6 ways to become a better communicator

Makarand Sawant, Senior General Manager – IT, Deepak Fertilisers and Petrochemicals Corporation Ltd, tells Shweta Gandhi his strategies for communicating well.

#1 Be straightforward and get to the point
“There’s actually an acronym for this—BRIEF: Background, Reason, Information, End, Follow-up—to help you keep your emails short without leaving anything out. It’s a good policy for both written and verbal communication. Clear and concise are two of the 7 Cs of communication, along with concrete, correct, coherent, complete, and courteous.”

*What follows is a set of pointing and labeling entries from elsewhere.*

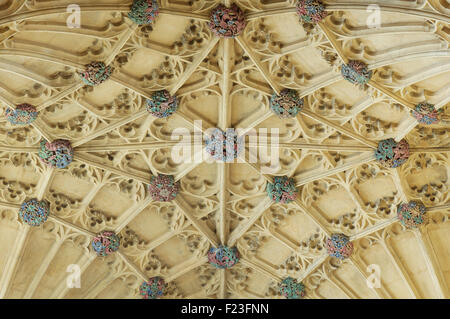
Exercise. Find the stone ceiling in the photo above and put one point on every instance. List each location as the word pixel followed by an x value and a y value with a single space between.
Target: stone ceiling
pixel 326 147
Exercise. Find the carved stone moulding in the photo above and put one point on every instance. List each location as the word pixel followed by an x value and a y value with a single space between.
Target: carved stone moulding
pixel 105 243
pixel 224 146
pixel 163 188
pixel 291 289
pixel 144 11
pixel 392 154
pixel 339 246
pixel 227 22
pixel 356 72
pixel 223 257
pixel 412 214
pixel 311 10
pixel 286 105
pixel 425 113
pixel 57 154
pixel 153 288
pixel 282 190
pixel 23 114
pixel 34 212
pixel 162 104
pixel 95 73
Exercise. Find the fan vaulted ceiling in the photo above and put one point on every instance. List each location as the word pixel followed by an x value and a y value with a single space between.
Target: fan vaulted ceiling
pixel 328 149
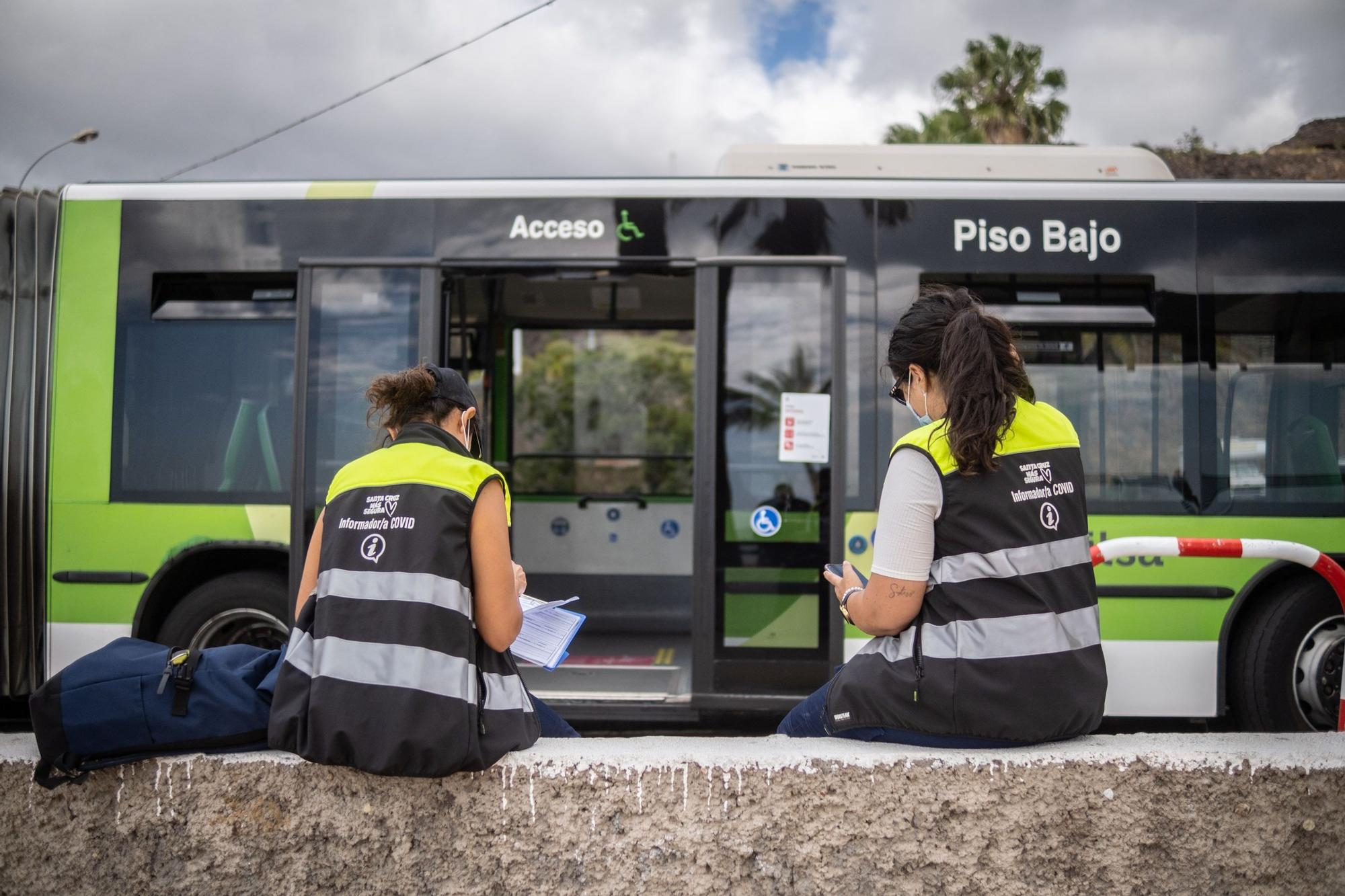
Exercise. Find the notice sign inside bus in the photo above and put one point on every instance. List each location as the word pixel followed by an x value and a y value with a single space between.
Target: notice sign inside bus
pixel 805 428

#2 Improve your online communication
“The easy way to do that is by knowing your audience, understanding the circumstances, asking constructive questions while anticipating and being concise. People prefer online chats today. But it has certain disadvantages. The worst part is that while on a chat you are not sure of the person you are talking to. Learn the loopholes of the medium you’re talking in and find your way around them. Keep yourself abreast of the latest news on these topics. Be sure of the actions that you take so that nothing untoward takes places. One needs to be extra careful all the time.”

#3 Pause and prepare
“Good communication requires context and fully understanding the circumstances. Making assumptions could lead to a waste of time, going in circles without moving forward. In a professional space this means understanding the goal of the person on the other end of the conversation. What are they trying to accomplish and what is it that they need from you? If you’re the one who needs help or advice, be clear on what it is that you’re trying to accomplish and convey it to the other person. Give as much information as necessary, but also strive to be as succinct as possible. Too much fluff and beating around the bush could make communication muddy. Write down the points you absolutely have to address, along with how much information you need to provide to ensure you’re clear in what you’re conveying. Any other information that is not necessary, unless it can help clarify a point, should be left out.”

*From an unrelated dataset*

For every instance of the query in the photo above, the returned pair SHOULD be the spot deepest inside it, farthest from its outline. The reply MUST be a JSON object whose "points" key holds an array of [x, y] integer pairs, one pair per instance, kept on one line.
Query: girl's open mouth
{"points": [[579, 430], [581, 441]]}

#4 Improve your body language
“You tell your partner you’re open to discussion but your arms are crossed. You say you’re listening, but haven’t looked up from your phone yet. Our non-verbal cues often reveal more than we think they do. Whether it’s how you make eye contact or how you hold yourself during a video interview, don’t forget that you’re constantly communicating even when you’re not saying a word. A strange way to tap into your body for better communication? Wriggle your toes. You will start to loosen up out of your stiff posture and into a more relaxed, receptive one. Or adopt a power pose if you need to boost your confidence before a big talk. Or learn how to read other people’s body language so you can respond appropriately.”

#5 Speak in person
“We need to be more available for short in-person catch-ups to provide feedback or approval that will keep us moving forward. If a conversation is going in circles over chat or email, we need to know when to bring it offline so that we can continue to make progress. We need to restart the concept of stopping by someone’s desk for a quick chat or grabbing a conference room for a short meeting. When catching up with a remote teammate, a video chat can go a long way—but book a conference room as some privacy would be beneficial. There’s just something about seeing the expression on someone’s face when she explains something. It feels more collaborative to come to a decision together in real-time, as opposed to reading each other’s edited words on a chat screen.”

#6 Actually listen
“This is included in every possible resource on being a good communicator—and that’s because it’s really important. You have to actively listen in order to reply, contribute and collaborate. A great communicator is an active listener and doesn’t interrupt (unless necessary to clarify a point). Even then, take notes so as to ask questions at the end instead of interrupting, because your question could be answered in the next sentence. Feedback is just another word for effective listening, it is an opportunity to motivate, a way to keep learning. Comments are often regarded as a right but they can do more harm than good. In the absence of strict moderation, we’d be much better off without them.”